If key not found in MongoDB document, default value or null(if the column is nullable) will be inserted.

Supported clauses

Hint: you can use MongoDB table in CTE to perform any clauses, but be aware, that in some cases, performance will be significantly degraded.

WHERE

Only constant literals are allowed.

PREWHERE and HAVING are not supported.

LIMIT and OFFSET

Only LIMIT is supported.

ORDER BY

Simple expressions only are supported, without any modification like COLLATE, WITH, TO, etc.

WINDOW

Not supported.

GROUP BY

Not supported.

Aggregation functions

Not supported.

Notes

Situation with bool

In ClickHouse boolean is an alias for UInt8, but in MongoDB it's a type. So, not in all cases it's possible to determine, is UInt8 supposed to be bool, and filters may not work correctly.
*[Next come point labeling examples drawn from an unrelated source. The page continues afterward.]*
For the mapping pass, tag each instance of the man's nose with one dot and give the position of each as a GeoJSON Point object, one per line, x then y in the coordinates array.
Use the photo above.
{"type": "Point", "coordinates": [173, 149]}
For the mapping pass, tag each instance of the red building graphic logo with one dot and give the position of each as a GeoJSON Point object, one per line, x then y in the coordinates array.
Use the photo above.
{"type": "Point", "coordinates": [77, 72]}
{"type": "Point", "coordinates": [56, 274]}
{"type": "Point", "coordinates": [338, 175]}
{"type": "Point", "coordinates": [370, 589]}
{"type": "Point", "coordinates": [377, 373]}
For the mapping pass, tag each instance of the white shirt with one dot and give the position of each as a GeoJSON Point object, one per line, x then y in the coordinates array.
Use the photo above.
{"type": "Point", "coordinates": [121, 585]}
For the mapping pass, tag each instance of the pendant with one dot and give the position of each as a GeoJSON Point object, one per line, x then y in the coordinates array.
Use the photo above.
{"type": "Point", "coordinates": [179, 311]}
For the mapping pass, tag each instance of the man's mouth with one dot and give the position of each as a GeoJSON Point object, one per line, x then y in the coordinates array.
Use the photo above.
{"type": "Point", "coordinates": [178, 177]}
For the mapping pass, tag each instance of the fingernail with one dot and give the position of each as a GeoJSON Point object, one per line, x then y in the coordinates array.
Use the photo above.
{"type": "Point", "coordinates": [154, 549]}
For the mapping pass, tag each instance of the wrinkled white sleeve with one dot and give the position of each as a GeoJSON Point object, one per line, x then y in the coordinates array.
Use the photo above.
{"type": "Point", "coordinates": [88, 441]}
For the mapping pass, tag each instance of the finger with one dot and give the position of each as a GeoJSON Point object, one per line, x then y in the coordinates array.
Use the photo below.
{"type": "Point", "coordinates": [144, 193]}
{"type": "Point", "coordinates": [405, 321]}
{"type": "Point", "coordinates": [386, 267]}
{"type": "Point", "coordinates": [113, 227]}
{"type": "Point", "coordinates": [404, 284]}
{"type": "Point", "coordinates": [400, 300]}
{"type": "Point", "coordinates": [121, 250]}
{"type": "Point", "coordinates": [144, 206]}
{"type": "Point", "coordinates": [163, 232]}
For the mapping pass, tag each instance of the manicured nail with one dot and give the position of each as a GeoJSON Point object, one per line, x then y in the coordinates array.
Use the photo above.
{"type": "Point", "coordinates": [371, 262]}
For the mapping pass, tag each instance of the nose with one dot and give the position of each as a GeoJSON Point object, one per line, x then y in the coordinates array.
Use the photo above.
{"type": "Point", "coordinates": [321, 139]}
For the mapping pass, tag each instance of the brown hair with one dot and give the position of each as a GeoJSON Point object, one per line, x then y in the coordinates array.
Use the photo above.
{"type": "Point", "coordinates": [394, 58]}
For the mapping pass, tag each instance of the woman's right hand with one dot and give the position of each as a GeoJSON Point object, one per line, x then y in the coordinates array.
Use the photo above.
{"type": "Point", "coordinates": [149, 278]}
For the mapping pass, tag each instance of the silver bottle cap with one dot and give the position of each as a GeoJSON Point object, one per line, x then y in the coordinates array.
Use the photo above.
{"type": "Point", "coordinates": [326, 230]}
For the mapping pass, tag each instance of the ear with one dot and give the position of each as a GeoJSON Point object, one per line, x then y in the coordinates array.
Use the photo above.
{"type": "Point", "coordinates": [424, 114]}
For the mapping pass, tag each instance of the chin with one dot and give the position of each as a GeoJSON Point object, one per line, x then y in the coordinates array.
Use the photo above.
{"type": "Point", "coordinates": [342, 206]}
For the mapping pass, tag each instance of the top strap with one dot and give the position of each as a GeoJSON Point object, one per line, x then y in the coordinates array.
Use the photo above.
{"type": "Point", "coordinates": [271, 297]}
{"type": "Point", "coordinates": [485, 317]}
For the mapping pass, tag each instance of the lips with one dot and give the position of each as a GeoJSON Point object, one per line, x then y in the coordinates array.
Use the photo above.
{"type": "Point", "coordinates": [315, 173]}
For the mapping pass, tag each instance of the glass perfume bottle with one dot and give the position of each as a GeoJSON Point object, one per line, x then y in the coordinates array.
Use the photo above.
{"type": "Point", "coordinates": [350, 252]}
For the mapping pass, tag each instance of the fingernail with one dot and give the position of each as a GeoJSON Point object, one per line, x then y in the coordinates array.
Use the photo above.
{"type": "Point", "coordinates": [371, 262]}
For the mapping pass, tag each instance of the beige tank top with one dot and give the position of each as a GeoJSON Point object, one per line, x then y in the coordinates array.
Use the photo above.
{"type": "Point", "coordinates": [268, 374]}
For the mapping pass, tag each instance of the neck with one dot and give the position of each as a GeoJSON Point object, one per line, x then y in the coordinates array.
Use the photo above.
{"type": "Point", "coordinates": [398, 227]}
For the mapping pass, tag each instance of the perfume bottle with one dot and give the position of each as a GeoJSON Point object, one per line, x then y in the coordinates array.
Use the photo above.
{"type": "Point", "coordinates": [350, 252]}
But there is a hack: use x = toBool(true) instead of x = true.

Creating a Table

CREATE TABLE [IF NOT EXISTS] [db.]table_name
(
    name1 [type1],
    name2 [type2],
    ...
) ENGINE = MongoDB(host:port, database, collection, user, password [, options]);

Engine Parameters

  • host:port — MongoDB server address.

  • database — Remote database name.

  • collection — Remote collection name.

  • user — MongoDB user.

  • password — User password.

  • options — MongoDB connection string options (optional parameter).

:::tip If you are using the MongoDB Atlas cloud offering please add these options:

'connectTimeoutMS=10000&ssl=true&authSource=admin'

:::

Also, you can simply pass a URI:

ENGINE = MongoDB(uri, collection);

Engine Parameters

  • uri — MongoDB server's connection URI

  • collection — Remote collection name.

Usage Example

Create a table in ClickHouse which allows to read data from MongoDB collection:

CREATE TABLE mongo_table
(
    key UInt64,
    data String
) ENGINE = MongoDB('mongo1:27017', 'test', 'simple_table', 'testuser', 'clickhouse');

or

ENGINE = MongoDB('mongodb://testuser:clickhouse@mongo1:27017/test', 'simple_table');

To read from an SSL secured MongoDB server:

CREATE TABLE mongo_table_ssl
(
    key UInt64,
    data String
) ENGINE = MongoDB('mongo2:27017', 'test', 'simple_table', 'testuser', 'clickhouse', 'ssl=true');

Query:

SELECT COUNT() FROM mongo_table;
┌─count()─┐
│       4 │
└─────────┘

You can also adjust connection timeout:

CREATE TABLE mongo_table
(
    key UInt64,
    data String
) ENGINE = MongoDB('mongo2:27017', 'test', 'simple_table', 'testuser', 'clickhouse', 'connectTimeoutMS=100000');

Troubleshooting

You can see the generated MongoDB query in DEBUG level logs.

Implementation details can be found in mongocxx and mongoc documentations.